Fight movies typically follow an underdog protagonist, beset by life’s assorted foibles, through the trials of adversity associated with an eventual rise to fame and glory, often against a cartoonishly swaggering and overconfident antagonist. Warrior turns the standard formula on its head by eliminating the role of the villain entirely, and instead establishes two separate protagonists, at odds with each other for understandable but complicated reasons, and both struggling with individual sets of obstacles and motivations. It’s a surprisingly involving and affecting narrative strategy, and it dovetails nicely with one of the most interesting and exciting facets of MMA itself – the variation and range of styles fighters can use to gain a competitive edge in a tournament. Tommy’s glowering rage and armor-like bands of chiseled muscle make him a fearsome deliverer of blunt destructive force, while Brendan’s more nuanced fighting style reflects his physically lithe versatility and more complex strategic approach.

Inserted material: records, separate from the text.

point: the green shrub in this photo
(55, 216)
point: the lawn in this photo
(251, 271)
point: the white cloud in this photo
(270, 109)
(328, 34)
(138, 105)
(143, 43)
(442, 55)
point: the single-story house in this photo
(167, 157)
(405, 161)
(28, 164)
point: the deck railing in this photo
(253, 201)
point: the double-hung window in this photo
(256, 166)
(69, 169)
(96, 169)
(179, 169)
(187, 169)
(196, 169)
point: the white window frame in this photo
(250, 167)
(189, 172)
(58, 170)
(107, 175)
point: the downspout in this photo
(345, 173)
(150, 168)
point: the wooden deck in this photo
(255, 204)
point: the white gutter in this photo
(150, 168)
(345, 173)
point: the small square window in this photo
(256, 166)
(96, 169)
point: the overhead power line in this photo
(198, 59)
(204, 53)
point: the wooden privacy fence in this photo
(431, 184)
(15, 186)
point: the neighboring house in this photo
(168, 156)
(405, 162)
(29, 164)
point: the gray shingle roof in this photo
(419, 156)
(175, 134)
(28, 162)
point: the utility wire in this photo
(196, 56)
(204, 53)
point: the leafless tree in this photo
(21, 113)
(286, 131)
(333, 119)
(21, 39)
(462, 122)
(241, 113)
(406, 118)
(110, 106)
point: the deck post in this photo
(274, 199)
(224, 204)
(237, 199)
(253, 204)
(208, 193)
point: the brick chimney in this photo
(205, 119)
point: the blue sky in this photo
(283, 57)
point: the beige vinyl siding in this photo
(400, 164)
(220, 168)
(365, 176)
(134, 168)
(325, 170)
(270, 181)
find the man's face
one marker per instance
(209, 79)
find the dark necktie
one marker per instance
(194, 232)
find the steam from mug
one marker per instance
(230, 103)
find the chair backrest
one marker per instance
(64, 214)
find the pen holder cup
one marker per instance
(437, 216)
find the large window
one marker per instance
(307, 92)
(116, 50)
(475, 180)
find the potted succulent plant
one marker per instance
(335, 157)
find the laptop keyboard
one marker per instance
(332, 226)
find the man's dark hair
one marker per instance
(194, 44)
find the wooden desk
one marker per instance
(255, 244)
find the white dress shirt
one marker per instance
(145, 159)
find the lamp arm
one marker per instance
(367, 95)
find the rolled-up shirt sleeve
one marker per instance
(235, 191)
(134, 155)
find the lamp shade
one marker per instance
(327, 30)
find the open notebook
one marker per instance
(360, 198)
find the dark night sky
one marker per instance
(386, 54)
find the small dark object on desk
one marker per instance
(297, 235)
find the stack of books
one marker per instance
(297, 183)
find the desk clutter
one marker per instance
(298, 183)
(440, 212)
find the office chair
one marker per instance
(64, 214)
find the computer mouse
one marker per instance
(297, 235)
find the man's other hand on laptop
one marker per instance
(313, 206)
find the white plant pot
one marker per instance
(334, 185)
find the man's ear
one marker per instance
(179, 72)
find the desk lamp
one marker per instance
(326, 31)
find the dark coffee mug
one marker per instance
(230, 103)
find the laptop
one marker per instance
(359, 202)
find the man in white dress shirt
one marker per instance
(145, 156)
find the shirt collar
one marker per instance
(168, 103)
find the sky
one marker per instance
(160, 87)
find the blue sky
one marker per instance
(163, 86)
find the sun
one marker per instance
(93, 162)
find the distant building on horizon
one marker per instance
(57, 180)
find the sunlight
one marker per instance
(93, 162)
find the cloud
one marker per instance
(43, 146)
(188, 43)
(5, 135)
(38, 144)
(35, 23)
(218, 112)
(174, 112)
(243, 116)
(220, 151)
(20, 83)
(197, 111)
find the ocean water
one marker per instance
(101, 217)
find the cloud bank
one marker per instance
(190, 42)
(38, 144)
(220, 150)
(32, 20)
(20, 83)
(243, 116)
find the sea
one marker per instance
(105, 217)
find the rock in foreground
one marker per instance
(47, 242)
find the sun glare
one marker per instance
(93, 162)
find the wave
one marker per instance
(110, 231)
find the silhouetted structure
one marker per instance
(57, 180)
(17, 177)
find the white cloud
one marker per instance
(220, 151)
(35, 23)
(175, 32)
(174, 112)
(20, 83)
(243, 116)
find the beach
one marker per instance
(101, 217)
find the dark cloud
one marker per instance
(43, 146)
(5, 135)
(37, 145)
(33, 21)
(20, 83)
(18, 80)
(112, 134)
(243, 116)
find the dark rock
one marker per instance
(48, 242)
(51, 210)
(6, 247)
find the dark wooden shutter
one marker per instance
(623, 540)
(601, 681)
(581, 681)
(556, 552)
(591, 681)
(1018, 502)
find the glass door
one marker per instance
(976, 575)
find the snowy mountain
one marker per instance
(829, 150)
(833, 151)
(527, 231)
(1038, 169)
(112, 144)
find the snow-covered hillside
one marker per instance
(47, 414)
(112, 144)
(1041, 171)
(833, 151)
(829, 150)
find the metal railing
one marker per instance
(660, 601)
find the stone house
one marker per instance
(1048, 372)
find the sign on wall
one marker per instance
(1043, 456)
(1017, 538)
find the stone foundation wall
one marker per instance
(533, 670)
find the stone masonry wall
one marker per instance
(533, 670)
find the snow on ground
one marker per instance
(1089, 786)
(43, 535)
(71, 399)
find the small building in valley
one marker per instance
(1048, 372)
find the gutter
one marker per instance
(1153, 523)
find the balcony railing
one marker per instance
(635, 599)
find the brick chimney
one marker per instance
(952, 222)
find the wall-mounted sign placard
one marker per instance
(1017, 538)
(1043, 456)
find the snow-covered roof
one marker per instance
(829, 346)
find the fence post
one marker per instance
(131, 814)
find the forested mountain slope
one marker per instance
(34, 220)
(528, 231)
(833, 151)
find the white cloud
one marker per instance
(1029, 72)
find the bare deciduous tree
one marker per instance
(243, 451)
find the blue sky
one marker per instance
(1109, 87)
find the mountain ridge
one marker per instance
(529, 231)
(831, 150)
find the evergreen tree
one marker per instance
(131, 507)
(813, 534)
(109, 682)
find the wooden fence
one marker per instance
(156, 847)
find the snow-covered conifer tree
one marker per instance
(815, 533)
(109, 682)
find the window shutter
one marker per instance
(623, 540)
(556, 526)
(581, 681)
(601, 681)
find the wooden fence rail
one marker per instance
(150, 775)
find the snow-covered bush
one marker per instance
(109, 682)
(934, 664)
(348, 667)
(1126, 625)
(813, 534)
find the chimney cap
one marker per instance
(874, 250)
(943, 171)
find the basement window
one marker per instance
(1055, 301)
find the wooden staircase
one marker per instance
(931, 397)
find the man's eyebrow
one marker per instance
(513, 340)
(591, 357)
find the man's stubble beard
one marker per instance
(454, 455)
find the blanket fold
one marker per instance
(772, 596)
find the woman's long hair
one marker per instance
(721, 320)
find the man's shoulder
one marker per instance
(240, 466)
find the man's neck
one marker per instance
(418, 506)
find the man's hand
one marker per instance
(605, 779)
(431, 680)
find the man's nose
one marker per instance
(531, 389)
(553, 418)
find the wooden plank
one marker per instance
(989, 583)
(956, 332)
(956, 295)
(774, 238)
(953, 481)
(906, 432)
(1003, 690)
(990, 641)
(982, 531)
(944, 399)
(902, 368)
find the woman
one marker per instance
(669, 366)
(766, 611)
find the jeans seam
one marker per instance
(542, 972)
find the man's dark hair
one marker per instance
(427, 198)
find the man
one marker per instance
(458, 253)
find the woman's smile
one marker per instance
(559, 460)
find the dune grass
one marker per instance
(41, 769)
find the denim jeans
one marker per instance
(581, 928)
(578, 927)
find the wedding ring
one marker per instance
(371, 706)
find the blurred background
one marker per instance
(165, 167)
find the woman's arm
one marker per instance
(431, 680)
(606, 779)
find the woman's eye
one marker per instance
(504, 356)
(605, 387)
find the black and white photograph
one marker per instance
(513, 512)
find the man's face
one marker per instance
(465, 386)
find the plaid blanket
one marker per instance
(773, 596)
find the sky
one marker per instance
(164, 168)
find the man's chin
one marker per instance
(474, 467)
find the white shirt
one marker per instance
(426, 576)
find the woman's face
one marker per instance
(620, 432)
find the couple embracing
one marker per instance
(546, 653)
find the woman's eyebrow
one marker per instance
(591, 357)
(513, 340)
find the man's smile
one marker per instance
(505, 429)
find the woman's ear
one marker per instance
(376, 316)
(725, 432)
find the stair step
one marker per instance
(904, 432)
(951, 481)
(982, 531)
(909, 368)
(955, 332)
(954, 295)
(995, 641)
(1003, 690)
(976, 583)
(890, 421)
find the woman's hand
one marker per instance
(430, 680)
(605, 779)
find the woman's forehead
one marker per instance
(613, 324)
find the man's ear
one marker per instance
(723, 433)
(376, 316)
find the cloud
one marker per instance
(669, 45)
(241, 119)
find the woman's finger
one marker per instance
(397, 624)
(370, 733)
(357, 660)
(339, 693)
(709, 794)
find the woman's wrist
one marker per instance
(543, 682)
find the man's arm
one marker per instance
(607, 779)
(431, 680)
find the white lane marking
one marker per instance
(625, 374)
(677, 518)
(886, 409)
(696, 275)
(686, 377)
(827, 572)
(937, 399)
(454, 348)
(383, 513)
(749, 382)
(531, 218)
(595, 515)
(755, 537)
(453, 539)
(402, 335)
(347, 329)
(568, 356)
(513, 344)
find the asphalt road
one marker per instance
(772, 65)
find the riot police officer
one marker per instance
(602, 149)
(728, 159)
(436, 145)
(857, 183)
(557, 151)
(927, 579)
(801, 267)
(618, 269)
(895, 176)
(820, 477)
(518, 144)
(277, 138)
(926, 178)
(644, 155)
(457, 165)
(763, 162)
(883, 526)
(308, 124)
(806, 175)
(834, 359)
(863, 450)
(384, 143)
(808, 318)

I’m not as fanatical about MMA as some people I know, but even without a primal connection to the sport, the staging of the fight choreography was gripping and engaging, and the dramatic presentation made me really wish I understood its dynamics even better. Whether you’re like me, or whether MMA has been a burning passion of yours for many years, the disc’s special features are likely to keep you busy for awhile, and they project the same awareness and respect for the sport’s creative nuances as the film itself does.

The Blu-Ray includes a detailed storyboard breakdown for the final, climactic fight sequence inter-spliced with rehearsal footage of Hardy and Edgerton, as well as a behind-the-scenes video feature with Greg Jackson, a real-life MMA trainer and fight choreography consultant for the film, who gives a tour of his gym, discusses his signature training techniques, and briefly outlines some of the basic antecedents for MMA fight styles (Brazilian Jiu-Jitsu, Muy Thai, etc.). Charles “Mask” Lewis, the founder of Tap Out, was set to play a role in the film as a fight promoter before his untimely death, so there’s a classy, misty-eyed tribute to him included as well. There’s also an Extended Viewing Mode feature, with shifting multiple video windows juxtaposing behind-the-scenes training and production footage with video of the film’s writers, directors and stars hanging out in a big chain-link fight cage in a warehouse someplace and watching the movie together, which is a lot less cool than it sounds, but it’s still watchable. The obligatory behind-the-scenes mini-doc is informative and cute; commentary track with Edgerton and director Gavin O’Connor is solid, but nothing particularly special.

Warrior is pretty much the first film of its type to focus on mixed martial arts, and it’s also one of the strongest American movies about competitive fighting to come along in years. Screenwriter Anthony Tambakis comments in the Blu-Ray’s making-of documentary that MMA “hasn’t had its Rocky yet,” but with Warrior’s release, this may no longer be the case.